Declaration seeks inclusion of tribes in updated Columbia River Treaty
Wrongs done to indigenous people during the dam-building era should be addressed during negotiations for a new Columbia River Treaty, according to a declaration signed last week in Spokane.
More than 50 people have signed onto the declaration, which followed an ethics conference at Gonzaga University discussing how the cultures of native people along the river in the United States and Canada were hurt by the loss of salmon and ancestral lands. The Rev. Martin Wells, a Lutheran bishop who spoke at the conference, is among those who signed it, along with Matt Wynne, a member of the Spokane Tribe’s governing council, and John Sirois, a member of the Confederated Tribes of the Colville Reservation’s council.
Tribes and First Nations weren’t consulted before the adoption of the 1964 treaty, which coordinates operations for power generation and flood control between the U.S. and Canada along the 1,240-mile long river. The treaty has no expiration date, but it’s up for possible renegotiation beginning this fall.

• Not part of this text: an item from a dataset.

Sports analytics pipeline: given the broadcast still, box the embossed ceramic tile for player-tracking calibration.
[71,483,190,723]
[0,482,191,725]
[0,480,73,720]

Salmon and steelhead once accounted for about 50 percent of the food eaten by Columbia River tribes and First Nations in Canada, said Al Scholz, an Eastern Washington University professor. Those runs were lost with Grand Coulee Dam’s construction in the 1930s. The treaty resulted in additional dams in Canada, which submerged ancestral sites and burial grounds.
The declaration calls for including tribes and First Nations in the implementation of the treaty; balancing flows for healthy fish populations along with power and flood control; and managing flows to help people and ecosystems withstand a warming climate.
Tribes, religious leaders and environmental groups are seeking additional support for the declaration, said John Osborn, chairman of the Sierra Club’s Upper Columbia River Group.
The U.S. State Department is developing the nation’s negotiating position on the treaty, so it’s a pivotal time to weigh in, Osborn said.